Moreover, the STARVUE™ platform seamlessly integrates powerful APIs and third-party web-based image visualization, annotation, and management applications within its cloud-based infrastructure. Users benefit from a seamless workflow for creating high-confidence, actionable insights from tissue samples, which enables effective evaluation of their biological hypotheses.

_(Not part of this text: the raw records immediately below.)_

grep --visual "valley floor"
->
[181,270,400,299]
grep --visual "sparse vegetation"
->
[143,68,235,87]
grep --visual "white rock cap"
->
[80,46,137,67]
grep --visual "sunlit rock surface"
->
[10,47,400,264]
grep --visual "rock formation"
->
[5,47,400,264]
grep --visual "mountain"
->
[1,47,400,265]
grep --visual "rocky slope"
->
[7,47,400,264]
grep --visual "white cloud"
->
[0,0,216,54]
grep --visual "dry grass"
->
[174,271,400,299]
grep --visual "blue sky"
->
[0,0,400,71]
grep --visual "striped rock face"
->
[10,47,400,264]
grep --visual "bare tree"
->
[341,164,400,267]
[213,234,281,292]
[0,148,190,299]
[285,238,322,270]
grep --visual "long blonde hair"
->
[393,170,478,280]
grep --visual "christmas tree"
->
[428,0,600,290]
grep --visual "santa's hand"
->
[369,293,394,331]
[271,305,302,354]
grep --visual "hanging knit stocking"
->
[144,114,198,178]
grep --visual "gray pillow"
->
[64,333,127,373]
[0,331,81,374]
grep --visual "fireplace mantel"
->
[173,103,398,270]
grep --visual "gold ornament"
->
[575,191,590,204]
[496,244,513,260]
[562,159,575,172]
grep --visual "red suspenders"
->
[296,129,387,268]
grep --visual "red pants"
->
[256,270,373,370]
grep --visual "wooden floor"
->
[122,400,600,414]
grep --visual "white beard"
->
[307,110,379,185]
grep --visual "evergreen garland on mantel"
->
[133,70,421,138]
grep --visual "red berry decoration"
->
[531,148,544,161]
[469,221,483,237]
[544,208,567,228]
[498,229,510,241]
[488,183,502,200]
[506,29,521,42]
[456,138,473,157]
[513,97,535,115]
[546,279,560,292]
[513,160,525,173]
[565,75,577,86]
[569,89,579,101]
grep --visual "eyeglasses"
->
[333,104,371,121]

At AACR, Ultivue will present two posters showcasing UltiAnalyzer.AI™ cloud-based, high-throughput image analysis and management workflows, including integration of the OMERO Plus platform and AWS SageMaker with Ultivue software. Both posters are part of the Artificial Intelligence and Machine/Deep Learning 3 session: Poster Section 36, posters 28 and 29. Ultivue’s presentations at AACR also showcase capabilities related to OmniVUE™ configurable biomarker panels and 12-plex assay services, enabling the analysis of up to 12 biomarkers in a single assay.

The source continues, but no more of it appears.